2009/02/18

VMware View 3.0 and proxies

Oops, I haven't blogged the first part of this story. Oh well, maybe later. In brief, we have VMware VDM to satisfy das corporate security. It was working for people on our LAN and on the corporate network, and I got it to work from the internet (but requiring a valid smartcard (SSL User Certificates) before letting a user in). This was a cool project I'll have to document here some time.

Well, time moves on and VMware View Manager 3.0 (nee VDM 3.0) was released and implemented in this environment.

The first problem we noticed started when a home user upgraded their View client to 3.0 as they were prompted on the login page. This was when the smartcard authentication from the internet stopped working. A little investigation (watching network traffic, decrypting with Wireshark, etc) and I found that while the old client would send an HTTPS post command just like IE, the new client didn't send the user SSL certificate. But since VMware never supported this sort of setup, I just worked through it (another cool solution I'll have to post later). A little bit of rearchitecture, and I was able to still protect enough of the View environment to make me feel secure and to convince the security people that it was sufficient.

Now, I've got a similar error from the corporate network. Same message: Connection to View server could not be established". But WTF? this is on the LAN, there shouldn't be a proxy problem. IE works just fine*, but View can't connect.

That is to say IE worked fine with the proxy, but the proxy requires user authentication, which is cached for the browser session, and I didn't think of that until later.

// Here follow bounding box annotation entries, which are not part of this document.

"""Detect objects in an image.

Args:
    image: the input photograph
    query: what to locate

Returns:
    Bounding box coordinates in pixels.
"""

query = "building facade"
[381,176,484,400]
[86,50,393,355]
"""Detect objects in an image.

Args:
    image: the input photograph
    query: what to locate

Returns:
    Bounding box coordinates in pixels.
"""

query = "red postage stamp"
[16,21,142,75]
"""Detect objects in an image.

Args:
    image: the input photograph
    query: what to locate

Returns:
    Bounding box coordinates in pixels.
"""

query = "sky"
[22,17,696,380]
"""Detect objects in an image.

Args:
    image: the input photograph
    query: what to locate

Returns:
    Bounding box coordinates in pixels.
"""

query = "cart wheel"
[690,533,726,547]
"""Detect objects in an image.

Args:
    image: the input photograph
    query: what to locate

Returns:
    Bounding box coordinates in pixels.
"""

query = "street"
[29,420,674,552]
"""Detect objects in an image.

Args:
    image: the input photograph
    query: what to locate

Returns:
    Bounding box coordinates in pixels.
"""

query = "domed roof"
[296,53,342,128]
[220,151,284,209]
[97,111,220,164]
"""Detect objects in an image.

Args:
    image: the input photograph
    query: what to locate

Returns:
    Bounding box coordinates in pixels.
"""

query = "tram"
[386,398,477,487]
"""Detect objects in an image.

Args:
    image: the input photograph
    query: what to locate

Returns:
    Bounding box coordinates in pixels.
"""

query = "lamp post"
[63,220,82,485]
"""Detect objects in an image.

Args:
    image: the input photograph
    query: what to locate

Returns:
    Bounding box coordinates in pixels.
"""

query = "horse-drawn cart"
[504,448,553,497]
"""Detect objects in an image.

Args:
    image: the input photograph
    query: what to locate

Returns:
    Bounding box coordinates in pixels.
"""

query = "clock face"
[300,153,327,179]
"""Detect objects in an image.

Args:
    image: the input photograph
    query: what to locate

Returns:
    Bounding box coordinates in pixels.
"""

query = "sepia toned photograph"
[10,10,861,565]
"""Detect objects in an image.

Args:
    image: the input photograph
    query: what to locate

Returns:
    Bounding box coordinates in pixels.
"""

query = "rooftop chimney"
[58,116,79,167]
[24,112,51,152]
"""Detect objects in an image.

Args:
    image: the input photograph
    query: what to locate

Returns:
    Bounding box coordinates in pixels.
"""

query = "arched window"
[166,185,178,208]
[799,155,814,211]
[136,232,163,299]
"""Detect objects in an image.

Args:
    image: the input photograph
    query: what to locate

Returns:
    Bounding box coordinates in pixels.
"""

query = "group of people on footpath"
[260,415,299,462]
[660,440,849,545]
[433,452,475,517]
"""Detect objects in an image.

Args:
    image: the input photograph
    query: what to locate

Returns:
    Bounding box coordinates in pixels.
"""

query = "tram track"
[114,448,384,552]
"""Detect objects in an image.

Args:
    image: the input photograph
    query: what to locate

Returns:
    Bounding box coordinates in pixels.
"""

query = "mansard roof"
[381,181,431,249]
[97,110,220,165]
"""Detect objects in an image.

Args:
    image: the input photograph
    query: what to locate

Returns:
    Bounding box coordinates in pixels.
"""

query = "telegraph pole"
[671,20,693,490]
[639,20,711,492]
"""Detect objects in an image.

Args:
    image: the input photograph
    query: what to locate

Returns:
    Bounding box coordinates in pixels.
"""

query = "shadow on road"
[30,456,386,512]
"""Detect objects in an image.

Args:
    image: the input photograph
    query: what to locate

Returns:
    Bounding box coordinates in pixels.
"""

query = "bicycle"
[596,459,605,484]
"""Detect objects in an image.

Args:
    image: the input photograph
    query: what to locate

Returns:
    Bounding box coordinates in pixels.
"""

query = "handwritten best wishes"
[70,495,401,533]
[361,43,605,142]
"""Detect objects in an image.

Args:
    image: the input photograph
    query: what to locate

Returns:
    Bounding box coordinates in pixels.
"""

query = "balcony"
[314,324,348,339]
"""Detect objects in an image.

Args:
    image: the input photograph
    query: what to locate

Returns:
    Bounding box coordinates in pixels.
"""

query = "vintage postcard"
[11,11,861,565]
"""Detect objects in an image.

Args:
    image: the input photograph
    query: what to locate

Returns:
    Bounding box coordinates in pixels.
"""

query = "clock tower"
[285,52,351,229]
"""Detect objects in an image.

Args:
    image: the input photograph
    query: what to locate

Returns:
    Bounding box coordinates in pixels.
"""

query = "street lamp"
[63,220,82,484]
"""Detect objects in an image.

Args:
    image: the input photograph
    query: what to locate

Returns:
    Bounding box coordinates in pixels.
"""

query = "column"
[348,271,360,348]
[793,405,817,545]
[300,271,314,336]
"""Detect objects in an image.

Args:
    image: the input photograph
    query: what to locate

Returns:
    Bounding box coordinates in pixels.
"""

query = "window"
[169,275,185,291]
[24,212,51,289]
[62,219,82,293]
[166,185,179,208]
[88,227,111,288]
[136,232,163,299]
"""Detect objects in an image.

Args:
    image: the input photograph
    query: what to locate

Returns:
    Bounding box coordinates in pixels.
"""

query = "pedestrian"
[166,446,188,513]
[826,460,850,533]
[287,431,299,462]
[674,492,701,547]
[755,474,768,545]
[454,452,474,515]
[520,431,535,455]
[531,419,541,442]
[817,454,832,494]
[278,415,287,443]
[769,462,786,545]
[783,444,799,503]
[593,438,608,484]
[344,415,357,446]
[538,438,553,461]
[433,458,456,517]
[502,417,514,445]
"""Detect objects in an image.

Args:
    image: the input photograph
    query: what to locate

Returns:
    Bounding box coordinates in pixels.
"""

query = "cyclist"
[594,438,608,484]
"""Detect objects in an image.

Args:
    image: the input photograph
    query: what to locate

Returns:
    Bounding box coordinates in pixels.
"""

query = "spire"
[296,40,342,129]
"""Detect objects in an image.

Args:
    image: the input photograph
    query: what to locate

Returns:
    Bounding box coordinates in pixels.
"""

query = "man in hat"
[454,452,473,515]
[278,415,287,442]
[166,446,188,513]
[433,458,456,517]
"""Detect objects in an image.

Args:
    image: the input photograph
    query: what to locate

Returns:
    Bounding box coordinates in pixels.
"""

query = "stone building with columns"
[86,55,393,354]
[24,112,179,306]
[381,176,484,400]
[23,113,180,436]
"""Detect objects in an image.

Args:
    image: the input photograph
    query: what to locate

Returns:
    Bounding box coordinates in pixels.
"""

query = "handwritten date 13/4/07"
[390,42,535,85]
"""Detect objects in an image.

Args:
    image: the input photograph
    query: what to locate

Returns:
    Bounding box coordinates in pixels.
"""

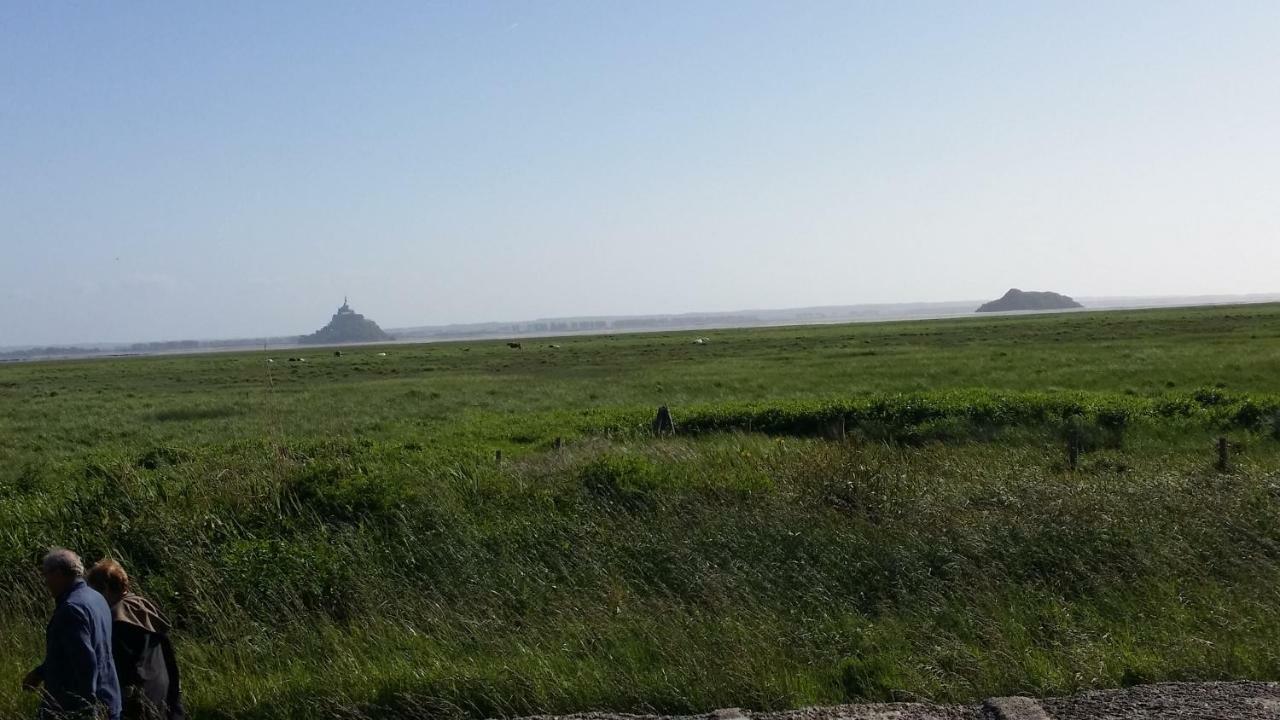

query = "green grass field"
[0,305,1280,719]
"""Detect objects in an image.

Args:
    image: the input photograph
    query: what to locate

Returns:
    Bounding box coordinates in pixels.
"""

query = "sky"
[0,0,1280,346]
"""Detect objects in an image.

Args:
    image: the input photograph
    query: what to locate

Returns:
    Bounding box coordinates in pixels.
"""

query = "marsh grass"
[0,302,1280,720]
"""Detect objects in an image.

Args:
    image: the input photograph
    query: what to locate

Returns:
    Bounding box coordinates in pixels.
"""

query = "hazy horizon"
[0,1,1280,346]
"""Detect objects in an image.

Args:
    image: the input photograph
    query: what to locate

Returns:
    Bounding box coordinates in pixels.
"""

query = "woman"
[84,560,186,720]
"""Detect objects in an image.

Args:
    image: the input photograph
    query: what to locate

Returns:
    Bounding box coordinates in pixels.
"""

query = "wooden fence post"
[653,405,676,436]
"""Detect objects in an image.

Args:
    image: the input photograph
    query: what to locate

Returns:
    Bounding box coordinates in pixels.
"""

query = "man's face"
[45,570,76,598]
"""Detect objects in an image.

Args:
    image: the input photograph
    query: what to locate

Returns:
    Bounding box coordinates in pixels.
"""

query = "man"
[22,548,120,720]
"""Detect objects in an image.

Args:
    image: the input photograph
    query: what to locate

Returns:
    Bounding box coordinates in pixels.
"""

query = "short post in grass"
[653,405,676,436]
[1066,415,1084,471]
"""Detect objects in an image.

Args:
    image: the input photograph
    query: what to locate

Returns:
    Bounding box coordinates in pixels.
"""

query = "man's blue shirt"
[37,580,120,720]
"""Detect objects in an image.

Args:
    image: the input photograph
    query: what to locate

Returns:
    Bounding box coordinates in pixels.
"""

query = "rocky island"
[978,287,1084,313]
[298,297,393,345]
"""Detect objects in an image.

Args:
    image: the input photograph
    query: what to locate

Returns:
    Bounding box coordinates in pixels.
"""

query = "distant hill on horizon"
[975,287,1084,313]
[298,297,396,345]
[10,293,1280,361]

So fire up Wireshark again, and once again, the first couple of View CONNECT :443 requests from IE happily sent the Proxy-Authorization: header, but the last one tried to do a CONNECT without that header, and was tossed back a Squid Authentication Required 407.

Ah, that's a relatively easy one to fix, if only I could get the proxy admin to turn of authentication (nope, that's verbotten) or do the same sort of magic as I did on the outside firewall deployment (eww, that'd be messy) or maybe bypass the proxy for this? I mean, they're on the LAN. Luckily VMware apparently thought of this and implemented an undocumented registry key: HKEY_LOCAL_MACHINE\SOFTWARE\VMware, Inc.\VMware VDM\ProxyBypass that contains a MultiSZ list of names or IPs for View to connect directly to instead of using the proxy.

Did I mention that all of this new behavior is undocumented? And that what I'd been doing in the first place was both unsupported and completely WORKING?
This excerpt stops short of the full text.